Disgusted by his own wartime actions, Takashi Nagase considered suicide after the war, but instead opened an English language school. He married, then began making pilgrimages to Kanchanaburi. Back in Japan he started making speeches promoting reconciliation between former Japanese soldiers and Allied prisoners. He persevered despite a hostile reception from many of his countrymen, and in 1976 introduced 23 ex-PoWs to 51 former Japanese soldiers at Kanchanaburi. In October 1989 Lomax read Nagase’s memoir Crosses and Tigers, which described how the interpreter was still haunted by the brutal torture of one particular prisoner. “That prisoner was me,” Lomax said. The film of their story, also called The Railway Man, is due out next year.

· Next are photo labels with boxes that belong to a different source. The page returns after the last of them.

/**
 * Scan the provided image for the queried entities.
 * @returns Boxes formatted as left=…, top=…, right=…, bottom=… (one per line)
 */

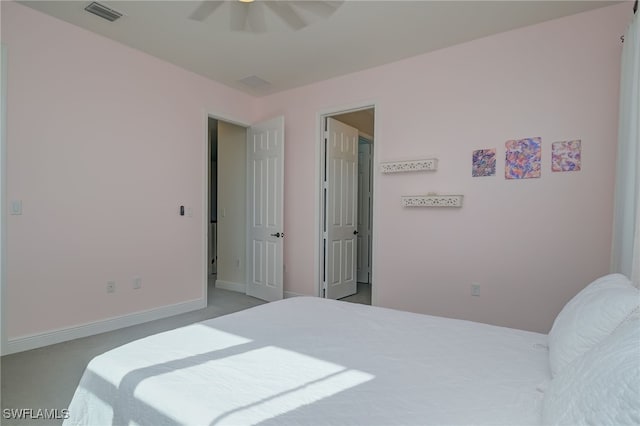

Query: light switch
left=11, top=200, right=22, bottom=215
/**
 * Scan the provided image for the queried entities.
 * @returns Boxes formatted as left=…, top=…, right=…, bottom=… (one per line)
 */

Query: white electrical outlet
left=471, top=283, right=480, bottom=296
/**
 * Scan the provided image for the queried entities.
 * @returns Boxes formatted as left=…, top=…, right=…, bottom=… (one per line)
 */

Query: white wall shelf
left=401, top=194, right=463, bottom=207
left=380, top=158, right=438, bottom=173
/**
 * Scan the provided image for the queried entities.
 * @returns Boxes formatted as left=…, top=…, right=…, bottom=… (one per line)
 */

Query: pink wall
left=2, top=2, right=630, bottom=338
left=258, top=4, right=631, bottom=332
left=2, top=1, right=253, bottom=339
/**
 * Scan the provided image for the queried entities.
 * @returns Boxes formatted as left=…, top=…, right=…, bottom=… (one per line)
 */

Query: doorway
left=207, top=117, right=247, bottom=302
left=319, top=106, right=375, bottom=305
left=204, top=116, right=284, bottom=302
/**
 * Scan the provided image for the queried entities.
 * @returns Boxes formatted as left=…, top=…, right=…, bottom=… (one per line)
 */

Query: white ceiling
left=21, top=0, right=615, bottom=96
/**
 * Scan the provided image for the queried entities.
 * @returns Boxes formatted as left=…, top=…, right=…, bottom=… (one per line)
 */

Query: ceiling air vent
left=84, top=1, right=122, bottom=22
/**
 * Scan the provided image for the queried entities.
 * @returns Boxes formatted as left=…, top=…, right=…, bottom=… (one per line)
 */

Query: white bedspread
left=65, top=297, right=551, bottom=426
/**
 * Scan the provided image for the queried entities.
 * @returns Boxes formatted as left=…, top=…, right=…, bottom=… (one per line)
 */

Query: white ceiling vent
left=238, top=75, right=271, bottom=90
left=84, top=1, right=122, bottom=22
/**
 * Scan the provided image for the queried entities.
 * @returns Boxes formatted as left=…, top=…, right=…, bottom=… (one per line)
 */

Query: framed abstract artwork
left=504, top=137, right=542, bottom=179
left=471, top=148, right=496, bottom=177
left=551, top=139, right=582, bottom=172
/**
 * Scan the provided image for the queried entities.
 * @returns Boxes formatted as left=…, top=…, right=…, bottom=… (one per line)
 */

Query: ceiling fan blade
left=229, top=1, right=250, bottom=31
left=189, top=0, right=224, bottom=21
left=289, top=0, right=343, bottom=18
left=264, top=0, right=307, bottom=30
left=247, top=2, right=267, bottom=33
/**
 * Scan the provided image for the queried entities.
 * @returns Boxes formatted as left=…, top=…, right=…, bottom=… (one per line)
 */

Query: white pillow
left=542, top=317, right=640, bottom=426
left=548, top=274, right=640, bottom=376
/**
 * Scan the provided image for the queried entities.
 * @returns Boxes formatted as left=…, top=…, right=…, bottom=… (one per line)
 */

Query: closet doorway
left=319, top=107, right=375, bottom=304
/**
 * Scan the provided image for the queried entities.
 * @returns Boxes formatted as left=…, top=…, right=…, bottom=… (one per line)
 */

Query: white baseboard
left=2, top=298, right=207, bottom=355
left=216, top=280, right=247, bottom=294
left=284, top=291, right=309, bottom=299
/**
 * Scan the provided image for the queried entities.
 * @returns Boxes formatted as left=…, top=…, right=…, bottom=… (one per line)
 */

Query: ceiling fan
left=189, top=0, right=344, bottom=33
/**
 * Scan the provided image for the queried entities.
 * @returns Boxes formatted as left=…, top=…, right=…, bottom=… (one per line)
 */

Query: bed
left=65, top=276, right=640, bottom=426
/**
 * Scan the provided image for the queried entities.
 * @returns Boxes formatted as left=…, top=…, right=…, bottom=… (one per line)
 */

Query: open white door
left=324, top=118, right=358, bottom=299
left=247, top=117, right=284, bottom=302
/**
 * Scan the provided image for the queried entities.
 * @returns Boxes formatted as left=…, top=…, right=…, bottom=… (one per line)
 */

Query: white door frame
left=314, top=101, right=381, bottom=306
left=201, top=112, right=251, bottom=303
left=0, top=44, right=7, bottom=355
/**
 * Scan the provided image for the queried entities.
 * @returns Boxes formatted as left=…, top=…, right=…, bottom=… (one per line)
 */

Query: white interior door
left=324, top=118, right=358, bottom=299
left=357, top=143, right=371, bottom=283
left=247, top=117, right=284, bottom=301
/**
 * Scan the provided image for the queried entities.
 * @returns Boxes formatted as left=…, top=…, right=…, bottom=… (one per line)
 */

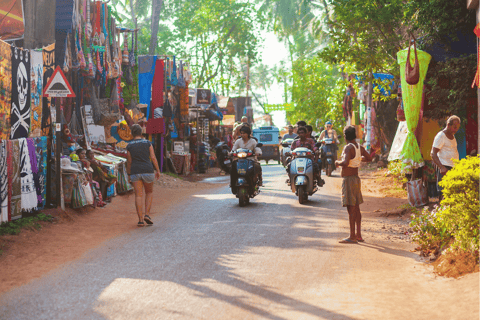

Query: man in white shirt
left=430, top=116, right=460, bottom=200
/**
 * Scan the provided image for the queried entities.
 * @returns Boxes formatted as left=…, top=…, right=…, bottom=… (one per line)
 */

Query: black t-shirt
left=127, top=139, right=155, bottom=174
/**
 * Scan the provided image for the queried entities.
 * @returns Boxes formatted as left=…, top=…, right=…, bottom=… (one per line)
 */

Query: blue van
left=253, top=127, right=280, bottom=164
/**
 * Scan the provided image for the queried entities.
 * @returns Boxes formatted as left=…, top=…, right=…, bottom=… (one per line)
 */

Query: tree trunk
left=148, top=0, right=163, bottom=55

There’s more at the link.  Recommended reading.

I’ve always taken a special interest in the POW’s captured at Singapore, and what happened to them, because but for the vagaries of fate, my father might have been among them.  In Weekend Wings #9, which examined his life, I wrote:

Within weeks after [his] wedding he was posted overseas. His intended destination was Singapore, but he was taken off the troopship at Durban in South Africa to help deal with an urgent engineering problem on Beaufort torpedo-bombers being assembled there for use by the South African Air Force. The rest of his convoy went on to Singapore, where all its troops were captured by the Japanese in early 1942. Dad always reckoned that some Guardian Angel had been looking out for him, because only about three out of every ten of that draft came home after the war. The rest died in Japanese prison camps.

With that in mind, I found it very moving to read of Mr. Lomax’s experiences.  I’ll have to read his book, I think.  Fortunately, it’s still in print, and even available as an e-book.  I hope the forthcoming film is true to his experiences, and not overly ‘Hollywood-ized’.

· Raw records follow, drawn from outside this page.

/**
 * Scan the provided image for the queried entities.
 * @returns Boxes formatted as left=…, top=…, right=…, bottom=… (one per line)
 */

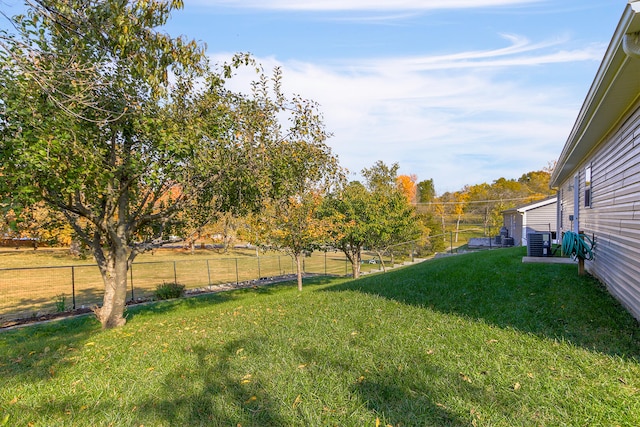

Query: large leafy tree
left=0, top=0, right=251, bottom=328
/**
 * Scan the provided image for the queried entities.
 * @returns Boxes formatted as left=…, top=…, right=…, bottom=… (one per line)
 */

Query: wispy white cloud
left=199, top=0, right=545, bottom=11
left=210, top=35, right=603, bottom=192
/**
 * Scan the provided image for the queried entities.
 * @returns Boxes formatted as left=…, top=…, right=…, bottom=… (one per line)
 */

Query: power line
left=414, top=197, right=543, bottom=206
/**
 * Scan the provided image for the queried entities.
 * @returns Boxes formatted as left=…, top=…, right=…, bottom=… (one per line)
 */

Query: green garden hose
left=562, top=231, right=594, bottom=261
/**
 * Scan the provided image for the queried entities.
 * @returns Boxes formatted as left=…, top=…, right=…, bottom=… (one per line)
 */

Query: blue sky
left=0, top=0, right=626, bottom=194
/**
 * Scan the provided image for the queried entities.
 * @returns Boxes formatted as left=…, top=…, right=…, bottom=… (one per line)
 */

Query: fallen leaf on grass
left=460, top=372, right=471, bottom=383
left=291, top=395, right=302, bottom=408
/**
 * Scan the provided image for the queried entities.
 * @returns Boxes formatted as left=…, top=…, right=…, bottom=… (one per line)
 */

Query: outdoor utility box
left=527, top=233, right=551, bottom=257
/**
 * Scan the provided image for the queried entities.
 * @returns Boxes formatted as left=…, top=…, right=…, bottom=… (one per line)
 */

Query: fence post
left=71, top=266, right=76, bottom=310
left=324, top=249, right=327, bottom=276
left=449, top=231, right=453, bottom=253
left=173, top=261, right=178, bottom=285
left=129, top=264, right=136, bottom=301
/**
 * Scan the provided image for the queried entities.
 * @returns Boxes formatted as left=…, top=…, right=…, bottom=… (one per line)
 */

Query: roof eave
left=550, top=0, right=640, bottom=187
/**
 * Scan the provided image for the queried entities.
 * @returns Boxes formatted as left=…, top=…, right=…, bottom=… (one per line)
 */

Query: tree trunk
left=93, top=248, right=131, bottom=329
left=295, top=253, right=303, bottom=292
left=376, top=251, right=393, bottom=273
left=349, top=251, right=362, bottom=279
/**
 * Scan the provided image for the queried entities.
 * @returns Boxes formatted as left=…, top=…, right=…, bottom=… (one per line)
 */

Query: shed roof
left=550, top=0, right=640, bottom=187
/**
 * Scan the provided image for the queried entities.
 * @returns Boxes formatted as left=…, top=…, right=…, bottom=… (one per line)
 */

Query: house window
left=584, top=165, right=591, bottom=208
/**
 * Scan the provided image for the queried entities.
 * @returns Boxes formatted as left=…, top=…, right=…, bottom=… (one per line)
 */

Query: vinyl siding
left=559, top=105, right=640, bottom=320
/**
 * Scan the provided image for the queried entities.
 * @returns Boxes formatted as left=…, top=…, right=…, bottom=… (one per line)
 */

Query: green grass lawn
left=0, top=248, right=640, bottom=427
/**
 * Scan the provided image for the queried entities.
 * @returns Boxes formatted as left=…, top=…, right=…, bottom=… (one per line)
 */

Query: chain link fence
left=0, top=251, right=360, bottom=324
left=0, top=242, right=438, bottom=325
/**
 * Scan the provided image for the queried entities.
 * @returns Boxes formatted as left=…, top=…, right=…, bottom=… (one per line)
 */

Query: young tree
left=325, top=161, right=421, bottom=278
left=244, top=68, right=344, bottom=290
left=322, top=181, right=374, bottom=279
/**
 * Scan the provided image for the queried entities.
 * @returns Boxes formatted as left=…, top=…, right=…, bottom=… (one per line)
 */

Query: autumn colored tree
left=0, top=0, right=330, bottom=328
left=396, top=174, right=418, bottom=204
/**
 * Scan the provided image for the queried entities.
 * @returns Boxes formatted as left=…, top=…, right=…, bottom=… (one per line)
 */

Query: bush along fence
left=0, top=250, right=396, bottom=326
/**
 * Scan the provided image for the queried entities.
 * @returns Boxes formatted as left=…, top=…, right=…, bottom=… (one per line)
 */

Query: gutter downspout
left=622, top=0, right=640, bottom=58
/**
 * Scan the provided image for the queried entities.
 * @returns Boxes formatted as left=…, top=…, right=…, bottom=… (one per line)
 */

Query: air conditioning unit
left=527, top=233, right=551, bottom=257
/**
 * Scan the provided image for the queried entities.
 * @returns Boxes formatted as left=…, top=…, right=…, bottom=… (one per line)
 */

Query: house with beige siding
left=502, top=196, right=557, bottom=246
left=551, top=0, right=640, bottom=320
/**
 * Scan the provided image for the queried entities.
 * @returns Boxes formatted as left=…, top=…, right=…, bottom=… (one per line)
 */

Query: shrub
left=154, top=283, right=184, bottom=299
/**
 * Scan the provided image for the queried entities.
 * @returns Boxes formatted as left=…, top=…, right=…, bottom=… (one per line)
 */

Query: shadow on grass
left=138, top=339, right=287, bottom=426
left=327, top=248, right=640, bottom=361
left=0, top=316, right=101, bottom=382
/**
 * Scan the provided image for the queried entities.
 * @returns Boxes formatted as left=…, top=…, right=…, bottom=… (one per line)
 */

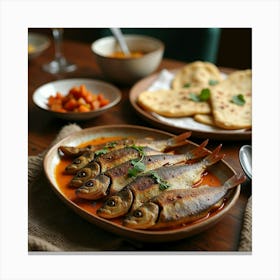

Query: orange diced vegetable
left=78, top=105, right=90, bottom=112
left=48, top=85, right=110, bottom=112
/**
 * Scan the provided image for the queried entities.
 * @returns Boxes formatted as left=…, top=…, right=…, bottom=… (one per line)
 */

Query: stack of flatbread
left=137, top=61, right=252, bottom=129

May his soul, and the souls of all who suffered and died during and after that dreadful experience, through the mercy of God, rest in peace.



  1. I thought I recognized Takashi Nagase. He was also in "To End All Wars" which was written by Ernie Gordon, a POW building the same railway. An amazing tale of brutality and the forgiveness of same.

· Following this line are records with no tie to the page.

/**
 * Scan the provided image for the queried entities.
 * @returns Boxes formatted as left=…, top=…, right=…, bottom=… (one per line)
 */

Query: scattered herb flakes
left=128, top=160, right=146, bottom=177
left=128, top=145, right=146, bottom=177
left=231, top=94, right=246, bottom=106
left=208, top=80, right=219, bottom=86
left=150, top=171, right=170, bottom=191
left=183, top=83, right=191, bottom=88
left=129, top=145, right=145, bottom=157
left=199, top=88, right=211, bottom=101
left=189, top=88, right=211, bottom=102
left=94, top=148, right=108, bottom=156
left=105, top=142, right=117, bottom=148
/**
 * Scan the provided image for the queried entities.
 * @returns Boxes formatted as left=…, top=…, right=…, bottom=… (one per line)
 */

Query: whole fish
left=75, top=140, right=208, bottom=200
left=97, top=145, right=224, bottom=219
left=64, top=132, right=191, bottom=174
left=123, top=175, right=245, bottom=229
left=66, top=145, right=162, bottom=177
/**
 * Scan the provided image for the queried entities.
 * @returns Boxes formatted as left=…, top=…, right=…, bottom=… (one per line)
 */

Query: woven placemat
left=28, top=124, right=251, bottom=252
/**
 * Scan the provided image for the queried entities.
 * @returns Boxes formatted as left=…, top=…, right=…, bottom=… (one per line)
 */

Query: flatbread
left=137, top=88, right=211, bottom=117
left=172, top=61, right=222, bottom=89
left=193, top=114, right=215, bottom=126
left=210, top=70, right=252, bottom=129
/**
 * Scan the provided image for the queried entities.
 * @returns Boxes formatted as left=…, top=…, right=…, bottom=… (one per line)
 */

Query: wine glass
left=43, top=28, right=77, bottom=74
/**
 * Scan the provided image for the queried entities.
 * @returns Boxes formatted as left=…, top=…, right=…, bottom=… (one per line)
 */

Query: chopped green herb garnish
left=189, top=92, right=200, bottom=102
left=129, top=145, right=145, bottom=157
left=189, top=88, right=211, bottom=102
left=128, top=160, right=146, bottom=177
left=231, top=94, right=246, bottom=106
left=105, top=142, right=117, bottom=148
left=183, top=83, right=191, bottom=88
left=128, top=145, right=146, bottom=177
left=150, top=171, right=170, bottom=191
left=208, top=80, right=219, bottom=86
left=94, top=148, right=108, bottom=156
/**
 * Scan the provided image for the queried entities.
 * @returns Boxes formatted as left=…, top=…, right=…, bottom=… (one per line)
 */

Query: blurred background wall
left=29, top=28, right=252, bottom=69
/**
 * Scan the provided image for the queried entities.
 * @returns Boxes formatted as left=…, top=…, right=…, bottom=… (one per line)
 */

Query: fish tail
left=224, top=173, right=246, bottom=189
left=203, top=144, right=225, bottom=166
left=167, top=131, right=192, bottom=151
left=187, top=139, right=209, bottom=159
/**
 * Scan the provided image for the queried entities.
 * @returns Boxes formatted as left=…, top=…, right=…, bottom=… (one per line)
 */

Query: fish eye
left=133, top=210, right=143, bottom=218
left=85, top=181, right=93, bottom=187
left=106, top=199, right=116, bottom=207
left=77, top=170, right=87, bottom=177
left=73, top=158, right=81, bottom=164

  2. I worked with a man who, as a child, was a Dutch civilian detainee of the Japanese during WWII. His experience was trivial compared to the military captives, but he still detested the Japanese so much after over 40 years that he refused to buy Japanese products.

    Japan's treatment of its prisoners, both civilian and military, during WWII was truly shameful. Forgive, but don't forget.

  3. When i was at boarding school in the 1960s we had a maths teacher who had been a prisoner of the Japs and who had some strange ways of acting of course all the boys took the mick mercilessly until on a very very hot summer day over a weekend we saw him with his shirt off his back was a mass of scars he had been whipped with a cat of nine tails each bound with barrbed wire,we stopped the micky taking after that.God knows what else he went through.

  4. Many years ago, Nevil Shute wrote a novel called A Town Like Alice, or The Legacy, which described a small part of the Bataan Death March. I have been interested ever since. I have always somehow connected Vietnam with that event. Thanks for brining this up. These books look really interesting.